Dans le cadre d’un vaste programme visant à identifier les maladies infectieuses susceptibles d’être transmises par les animaux aux humains, des chercheurs du Smithsonian’s Global Health Program ont identifié six nouveaux types de coronavirus chez des chauves-souris du Myanmar.

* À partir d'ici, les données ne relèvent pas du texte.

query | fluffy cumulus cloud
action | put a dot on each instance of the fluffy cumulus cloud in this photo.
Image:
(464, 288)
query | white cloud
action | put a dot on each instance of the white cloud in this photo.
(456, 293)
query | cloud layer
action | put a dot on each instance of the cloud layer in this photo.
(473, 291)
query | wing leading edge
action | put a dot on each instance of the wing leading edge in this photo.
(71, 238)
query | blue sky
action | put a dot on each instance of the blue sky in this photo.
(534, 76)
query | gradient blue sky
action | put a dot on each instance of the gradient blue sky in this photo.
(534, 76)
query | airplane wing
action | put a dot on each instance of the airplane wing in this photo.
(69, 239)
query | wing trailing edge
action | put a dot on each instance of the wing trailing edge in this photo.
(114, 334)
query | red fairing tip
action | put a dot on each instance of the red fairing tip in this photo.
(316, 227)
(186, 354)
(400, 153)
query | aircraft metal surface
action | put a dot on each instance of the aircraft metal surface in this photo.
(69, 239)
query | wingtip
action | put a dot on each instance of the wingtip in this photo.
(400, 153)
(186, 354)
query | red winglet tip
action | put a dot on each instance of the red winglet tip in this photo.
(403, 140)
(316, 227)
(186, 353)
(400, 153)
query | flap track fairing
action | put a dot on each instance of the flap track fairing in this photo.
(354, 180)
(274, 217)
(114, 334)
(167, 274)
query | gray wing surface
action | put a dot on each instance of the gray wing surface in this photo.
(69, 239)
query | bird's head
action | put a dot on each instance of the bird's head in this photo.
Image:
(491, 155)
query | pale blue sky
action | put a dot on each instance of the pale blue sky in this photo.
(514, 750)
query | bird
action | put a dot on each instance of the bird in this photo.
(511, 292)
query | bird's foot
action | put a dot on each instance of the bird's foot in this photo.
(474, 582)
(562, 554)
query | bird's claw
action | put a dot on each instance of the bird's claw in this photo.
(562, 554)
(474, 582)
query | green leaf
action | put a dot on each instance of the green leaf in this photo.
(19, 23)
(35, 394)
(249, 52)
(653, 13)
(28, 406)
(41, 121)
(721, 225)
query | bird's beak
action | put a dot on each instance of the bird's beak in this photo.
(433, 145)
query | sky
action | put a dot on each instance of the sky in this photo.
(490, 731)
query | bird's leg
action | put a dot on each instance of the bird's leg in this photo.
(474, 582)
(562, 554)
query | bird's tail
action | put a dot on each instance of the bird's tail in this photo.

De nouveaux types de coronavirus identifiés dans le cadre d’une vaste étude menée au Myanmar

Bien que ces six virus appartiennent à la même famille que le SRAS-CoV-2, qui se propage actuellement dans le monde entier, les chercheurs ont expliqué qu’ils n’étaient pas génétiquement proches de ce dernier ou des deux autres coronavirus responsables de graves infections chez l’Homme au cours des deux dernières décennies : le syndrome respiratoire aigu sévère (SRAS) ayant causé une pandémie en 2002, et le syndrome respiratoire du Moyen-Orient (SRM).

Ces nouveaux coronavirus ont été découverts au Myanmar (anciennement Birmanie), au cours d’une étude sur les chauves-souris réalisée dans le cadre du programme PREDICT, financé par le gouvernement américain et visant à identifier les maladies infectieuses susceptibles d’être transmises à l’Homme par les animaux sauvages.

Entre 2016 et 2018, les chercheurs ont prélevé des centaines d’échantillons de salive et de guano sur 464 chauves-souris appartenant à plus de 11 espèces différentes. Les prélèvements en question ont été réalisés sur trois sites du pays où les humains sont en contact étroit avec la faune sauvage. « Deux des sites étudiés présentaient des systèmes de grottes populaires où la population se trouvait régulièrement exposée aux chauves-souris, via la récolte de guano, utilisé comme engrais, les rites religieux ou l’écotourisme », précisent les auteurs de l’étude, récemment publiée dans la revue PLOS ONE.

Les chercheurs estiment que le SRAS-CoV-2, à l’origine de la maladie Covid-19, serait d’abord apparu chez les chauves-souris avant d’être transmis à l’Homme, possiblement par un hôte intermédiaire.

« En apprendre davantage sur ces virus chez les animaux peut nous aider à réduire leur potentiel pandémique »

Les séquences génétiques des échantillons glanés ont ensuite été analysées puis comparées aux génomes des coronavirus connus. Les nouveaux virus ont été découverts chez trois espèces de chauves-souris : la chauve-souris jaune d’Asie (PREDICT-CoV-90), la chauve-souris à queue libre et aux lèvres ridées (PREDICT-CoV-47 et -82), ainsi que la chauve-souris à nez de feuille de Horsfield (PREDICT-CoV-92, -93 et -96).

Selon les scientifiques, des recherches complémentaires seront nécessaires afin d’estimer le potentiel de ces six coronavirus à se propager à d’autres espèces, ainsi que leur impact sur la santé humaine. « Bien que de nombreux coronavirus ne constituent pas nécessairement une menace pour l’Homme, pouvoir identifier ces virus à la source s’avère essentiel », estime Suzan Murray, co-auteure de l’étude et directrice du programme de santé mondiale du Smithsonian. « La surveillance, la recherche et l’éducation représentent les meilleurs outils dont nous disposons pour prévenir les pandémies. »

Les chercheurs ont également souligné le fait que les contacts entre l’Homme et la faune sauvage avaient tendance à s’intensifier, ajoutant que les ravages actuels causés par le Covid-19 constituaient un rappel de l’étroite relation entre la santé humaine et ces interactions.

« Les interactions entre humains et animaux sauvages sont de plus en plus fréquentes à l’échelle mondiale. Par conséquent, en apprendre davantage sur ces virus chez les animaux – ce qui leur permet de muter et comment ils se propagent à d’autres espèces – peut nous aider à réduire leur potentiel pandémique », conclut Marc Valitutto, auteur principal de l’étude.